The getting-to-know-you period has passed and now you can’t even remember a time when volleyball jargon wasn’t a part of your life. You and volleyball lingo are suddenly like two peas in a pod. You’ve come to that point in your relationship where continuing to call each other by full names seems contrived and forced. It’s time to make that final leap, time to solidify your bond: Bring on the nicknames.
Take the stats that you are keeping track of and develop a list of nicknames or shorthand terms for each skill. In the examples above, the letter “K” stands for kills. A good shorthand system allows you to easily keep track of the action on the court. The most important thing to remember when developing your volleyball code is to make sure it’s easy for you to remember.
Even if you have been watching volleyball for years, keeping statistics requires you to watch the game in a whole new way. So take a stat sheet with you to a practice or a scrimmage, choose a stat to track, and give it a try.
The best way to keep statistics is to do it with a partner. That way, one of you can vocalize what is happening on the court and the other can record it on the stat sheet. If you can’t find a partner, recording the match can be a good alternative.
Now that you are armed with general tips to help you become a superior statistician, it’s time to get specific. Here are the top three volleyball stats, along with instructions and formulas for calculating each:
Hitting percentage is often used as a tool to evaluate the effectiveness of a hitter throughout a given span. In order to calculate a player’s hitting percentage, the following three stats need to be tracked and recorded:
- Attack attempts
- Attack errors
- Attack kills
Once you have the above information handy, calculating a player’s hitting percentage is a piece of cake. The percentage is determined by subtracting the total number of errors from the total number of kills and dividing that number by the total attack attempts. It is important to note that the total number of attempts is the sum of the total number of kills, errors and attempts.
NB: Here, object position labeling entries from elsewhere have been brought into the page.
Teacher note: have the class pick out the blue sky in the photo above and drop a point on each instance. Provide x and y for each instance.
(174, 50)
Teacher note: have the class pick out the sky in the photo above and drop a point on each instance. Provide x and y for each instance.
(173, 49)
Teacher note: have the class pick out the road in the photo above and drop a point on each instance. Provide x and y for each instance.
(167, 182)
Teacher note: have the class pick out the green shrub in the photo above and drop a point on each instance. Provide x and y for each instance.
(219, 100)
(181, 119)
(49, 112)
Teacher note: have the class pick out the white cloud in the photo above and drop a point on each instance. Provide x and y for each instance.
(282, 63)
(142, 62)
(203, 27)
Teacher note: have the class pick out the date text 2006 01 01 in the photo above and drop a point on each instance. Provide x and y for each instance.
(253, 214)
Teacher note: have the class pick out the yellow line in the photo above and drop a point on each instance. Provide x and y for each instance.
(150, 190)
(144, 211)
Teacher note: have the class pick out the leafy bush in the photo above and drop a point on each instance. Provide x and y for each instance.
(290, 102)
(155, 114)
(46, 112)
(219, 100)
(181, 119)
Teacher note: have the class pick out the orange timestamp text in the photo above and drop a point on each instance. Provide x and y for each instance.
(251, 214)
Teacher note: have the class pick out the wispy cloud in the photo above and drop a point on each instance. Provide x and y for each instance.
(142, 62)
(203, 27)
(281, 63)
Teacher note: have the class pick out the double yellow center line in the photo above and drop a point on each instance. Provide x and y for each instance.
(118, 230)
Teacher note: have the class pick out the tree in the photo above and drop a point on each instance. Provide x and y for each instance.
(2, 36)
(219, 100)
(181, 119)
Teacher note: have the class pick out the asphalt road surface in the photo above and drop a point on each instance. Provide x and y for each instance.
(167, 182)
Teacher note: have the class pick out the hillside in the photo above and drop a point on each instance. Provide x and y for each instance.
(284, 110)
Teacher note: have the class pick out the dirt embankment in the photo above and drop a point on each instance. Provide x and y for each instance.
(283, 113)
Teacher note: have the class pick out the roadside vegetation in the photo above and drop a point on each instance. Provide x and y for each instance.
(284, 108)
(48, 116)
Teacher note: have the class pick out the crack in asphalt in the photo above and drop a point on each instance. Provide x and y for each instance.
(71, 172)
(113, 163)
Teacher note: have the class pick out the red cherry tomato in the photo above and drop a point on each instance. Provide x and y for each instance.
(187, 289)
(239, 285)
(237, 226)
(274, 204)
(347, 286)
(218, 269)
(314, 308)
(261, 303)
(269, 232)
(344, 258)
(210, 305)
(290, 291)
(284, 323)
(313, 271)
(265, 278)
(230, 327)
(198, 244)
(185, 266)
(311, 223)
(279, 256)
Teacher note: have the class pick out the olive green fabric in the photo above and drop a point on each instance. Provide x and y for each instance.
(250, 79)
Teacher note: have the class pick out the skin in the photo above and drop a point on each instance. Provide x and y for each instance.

The kill percentage is a player’s ratio of kill attempts to kills. The kill percentage differs from the hitting percentage because errors do not count against the hitter. Calculating a player’s kill percentage requires one to track the following:
- Attack attempts
- Total kills
Once you have determined a player’s total attack attempts and total kills, simply divide the number of kills by the number of total attempts.
Serve-Reveive Passer Rating
A serve-receive passer is rated by the result of their pass. This statistic only reflects the result of the pass off the opponent’s serve. The serve-receiver passer rating (SRR) is determined by calculating the average of each serve-receive pass that the passer contacts. The pass results are rated on a scale from 0 to 4 with each number standing in for a particular result. A pass’s value is determined by the amount of options it allows the setter to execute:
- "0” pass =The passer was aced or was not able to produce a playable ball off of the opponent’s serve; a “0” pass ends the rally.
- "1” pass =Bad pass, but still playable. Result of the pass only allows the setter the option of setting one hitter.
- “2” pass =Okay pass, good enough pass so that the setter has the option to set at least two front-row hitters.
- “3” pass =Perfect pass. The setter is able to set all three front-row hitters and everything is all good.
To get a passer’s serve-receive rating, calculate the average of their serve-receive pass results:
The hardest part of keeping track of a player’s serve-receive passer rating is judging the results of the player’s pass. Because the rating system is based on what the setter is able to do with the pass, different setters could produce different results even for the same pass. Do your best to stay consistent in your judgment.
And the Total is...
The most important thing to remember when keeping stats is to focus on the specific statistic you are tracking. Keeping accurate statistics takes practice and patience, but if you are willing to put in the work, it can be a fun way to stay involved in the match.